Monday, November 3, 2014

No Man is a Curatorial Island


There’s been a lot of confounding diatribes in the news these days and I wouldn’t touch them for fear of being labeled an Islamophobe by Hollywood persons. A safer controversy is to do with a new book on how real art curators have been neutered by our curatorial culture. What occurs to me (within my limited purview in discussing our culture, national and world) is that this may be an illusion blown out of proportion. What gives me this privilege? I have an MFA. So there! If artist, Barbara Kruger can go on intelligent, BBC talk shows and discuss art –– I can too. Well, she didn’t really talk about art so much as where the art world is now as opposed to her heyday in the Eighties and Nineties. She did mention her favorite typeface, Futura Condensed Italic. Her encapsulization of the new-money enriched art world, she didn’t want to talk about. Don’t bite the hand that feeds? Isn’t that one of her text pieces? What felt odd about her performance (aside avoiding a gritty discussion of her work) was that she admitted casually that all art is now outside consideration by anyone but elites. How can this be? I thought she was of the school that skewered the “genius” and “patriarchal” myths. She admitted that her cultural surveys are mostly pop cultural. So why are her comments any better than mine or yours? Is it because we are trained in deconstruction and (though we aren’t allowed to admit it) we see the world more clearly than CNN and butch guys in baseball caps driving Dodge Rams.

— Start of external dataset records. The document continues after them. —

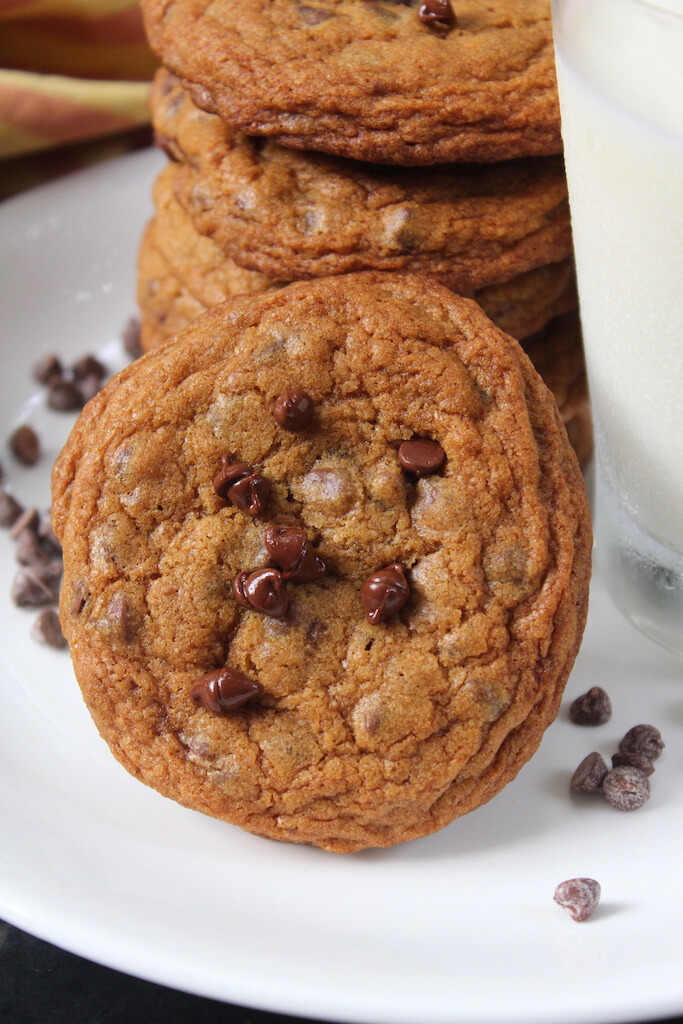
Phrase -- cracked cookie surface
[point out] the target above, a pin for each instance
(361, 734)
(370, 80)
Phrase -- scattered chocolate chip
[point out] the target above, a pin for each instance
(223, 690)
(230, 471)
(592, 708)
(251, 494)
(47, 630)
(263, 591)
(626, 788)
(46, 369)
(63, 396)
(437, 13)
(26, 445)
(579, 896)
(294, 554)
(131, 338)
(294, 410)
(10, 510)
(385, 593)
(590, 774)
(422, 456)
(88, 366)
(632, 759)
(643, 739)
(36, 586)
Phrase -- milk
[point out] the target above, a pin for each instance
(620, 70)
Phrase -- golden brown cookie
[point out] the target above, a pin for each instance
(394, 662)
(370, 80)
(294, 215)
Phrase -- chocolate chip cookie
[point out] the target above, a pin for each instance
(327, 559)
(294, 215)
(376, 81)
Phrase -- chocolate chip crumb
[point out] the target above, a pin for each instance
(592, 708)
(25, 444)
(626, 788)
(47, 630)
(643, 739)
(590, 774)
(579, 896)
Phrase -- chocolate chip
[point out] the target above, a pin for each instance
(294, 553)
(626, 788)
(251, 495)
(263, 591)
(131, 338)
(26, 445)
(47, 369)
(437, 13)
(421, 456)
(294, 410)
(10, 510)
(231, 470)
(579, 896)
(63, 396)
(592, 708)
(631, 759)
(47, 630)
(36, 586)
(223, 690)
(385, 593)
(590, 774)
(643, 739)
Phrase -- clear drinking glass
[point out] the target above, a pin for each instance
(620, 71)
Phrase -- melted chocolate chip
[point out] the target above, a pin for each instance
(223, 690)
(385, 593)
(294, 410)
(294, 553)
(230, 471)
(422, 456)
(251, 494)
(437, 13)
(263, 591)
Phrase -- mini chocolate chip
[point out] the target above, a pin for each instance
(592, 708)
(131, 338)
(437, 13)
(47, 630)
(294, 553)
(230, 471)
(47, 368)
(632, 759)
(63, 396)
(579, 896)
(263, 591)
(223, 690)
(25, 444)
(294, 410)
(87, 366)
(251, 494)
(643, 739)
(385, 593)
(590, 774)
(626, 788)
(10, 510)
(36, 586)
(421, 456)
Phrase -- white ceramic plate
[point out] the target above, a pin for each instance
(460, 927)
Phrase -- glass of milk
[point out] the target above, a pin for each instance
(620, 71)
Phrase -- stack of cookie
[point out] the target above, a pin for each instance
(312, 139)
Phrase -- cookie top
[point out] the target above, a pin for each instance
(294, 215)
(370, 80)
(359, 731)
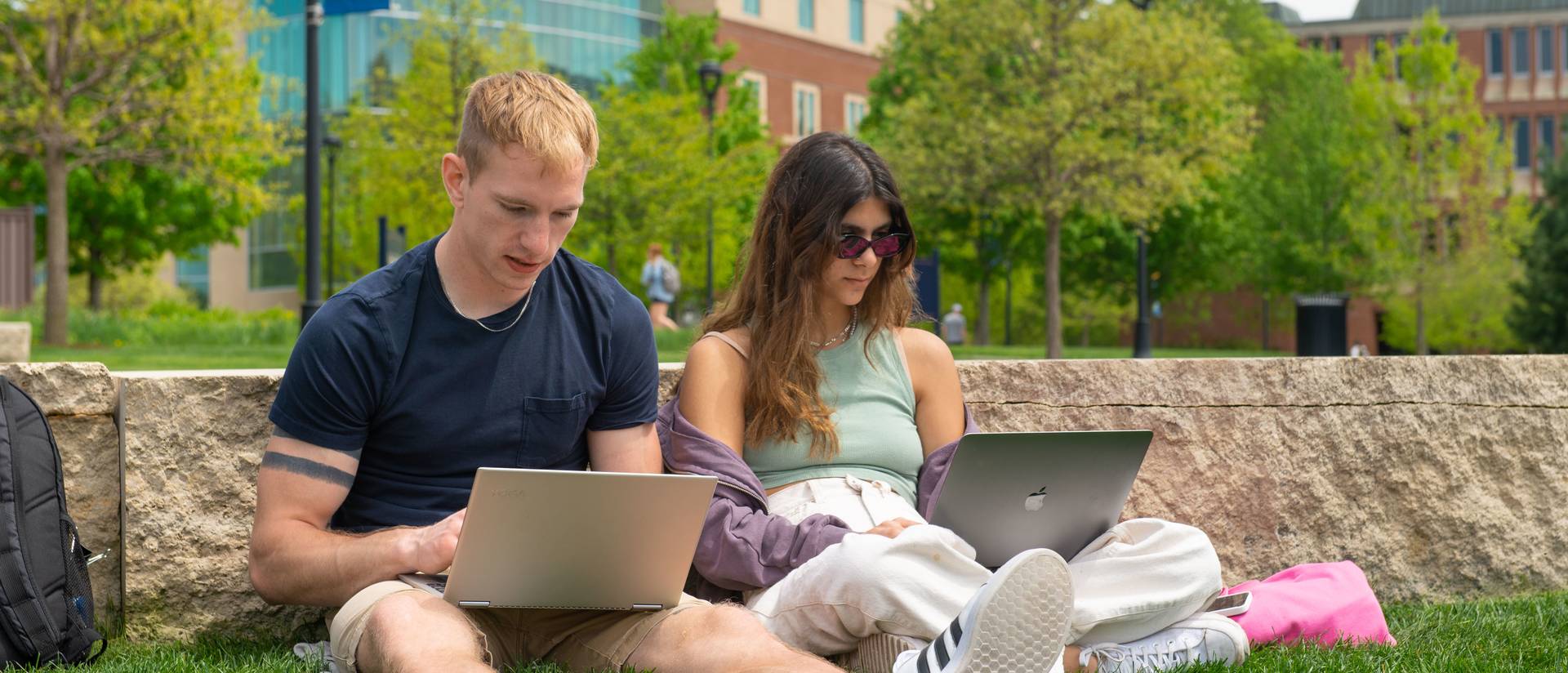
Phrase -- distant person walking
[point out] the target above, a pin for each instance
(956, 330)
(661, 283)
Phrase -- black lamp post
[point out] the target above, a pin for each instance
(710, 74)
(1140, 330)
(314, 16)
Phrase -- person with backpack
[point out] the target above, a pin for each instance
(661, 283)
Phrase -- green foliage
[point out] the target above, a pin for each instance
(173, 325)
(1540, 316)
(1090, 109)
(1298, 187)
(1443, 248)
(654, 176)
(126, 216)
(391, 158)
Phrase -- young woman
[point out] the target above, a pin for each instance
(830, 422)
(659, 296)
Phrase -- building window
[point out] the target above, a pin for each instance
(1547, 49)
(758, 83)
(1521, 143)
(1399, 61)
(853, 114)
(858, 20)
(806, 109)
(1521, 52)
(1494, 52)
(1548, 140)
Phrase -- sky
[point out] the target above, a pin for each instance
(1322, 10)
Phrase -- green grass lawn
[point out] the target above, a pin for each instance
(1515, 634)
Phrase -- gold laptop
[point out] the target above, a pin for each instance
(574, 540)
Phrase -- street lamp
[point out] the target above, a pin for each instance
(710, 74)
(314, 16)
(1140, 330)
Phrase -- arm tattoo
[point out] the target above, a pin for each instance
(308, 468)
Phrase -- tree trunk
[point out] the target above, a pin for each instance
(56, 253)
(1266, 323)
(1054, 286)
(982, 332)
(95, 291)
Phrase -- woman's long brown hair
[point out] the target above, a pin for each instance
(792, 240)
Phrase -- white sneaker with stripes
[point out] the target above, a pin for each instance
(1017, 623)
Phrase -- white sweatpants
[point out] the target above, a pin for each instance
(1136, 579)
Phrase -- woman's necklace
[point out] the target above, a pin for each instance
(526, 301)
(855, 317)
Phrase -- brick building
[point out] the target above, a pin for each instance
(1518, 46)
(808, 60)
(1521, 52)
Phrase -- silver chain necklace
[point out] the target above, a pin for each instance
(526, 301)
(855, 317)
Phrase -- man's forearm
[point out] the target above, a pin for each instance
(303, 565)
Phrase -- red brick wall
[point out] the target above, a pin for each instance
(1235, 319)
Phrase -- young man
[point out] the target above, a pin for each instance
(488, 345)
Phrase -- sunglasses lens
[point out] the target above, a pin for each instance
(852, 247)
(888, 247)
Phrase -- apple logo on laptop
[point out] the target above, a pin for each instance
(1036, 501)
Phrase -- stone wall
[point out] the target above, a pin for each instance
(194, 444)
(78, 403)
(1443, 477)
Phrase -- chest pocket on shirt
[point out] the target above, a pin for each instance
(550, 429)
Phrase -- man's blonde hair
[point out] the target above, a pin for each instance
(533, 112)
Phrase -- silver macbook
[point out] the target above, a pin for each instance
(1013, 492)
(574, 540)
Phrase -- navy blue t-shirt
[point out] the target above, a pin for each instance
(388, 366)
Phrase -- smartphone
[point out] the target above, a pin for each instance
(1233, 604)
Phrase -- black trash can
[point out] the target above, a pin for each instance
(1321, 325)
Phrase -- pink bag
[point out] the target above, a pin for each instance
(1324, 603)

We should treasure the outdated focus of art and criticism (where oranges are in another basket than lemons) because without the scrutiny every ninny with a smart phone is a so-called encyclopedia and curator. That isn’t much of a claim I know, but still any overview about art (with a big-A) is important, especially at dinner parties. Perhaps, there is a sleight of hand in the way our technology gives us the belief that we are all current, up to date and full of progressive ideas and understanding. Of course, I disagree. We are college educated, middle class people who have no status anymore – I can hear the echoes of Islamophobism heading my way – and this troubles me. This distinguishes us from others who work for a living instead of scribbling flippant, on-line essays! Yet, artists aren’t the only ones who imagine being “un-plugged” or “off the grid.” There are loads of philosophical crazies planning to survive after the balloon goes up, whatever that balloon may be. There are lots of TV shows about it. It makes people nervous but I am not bothered. No one can track me down except the NSA and they couldn’t care less.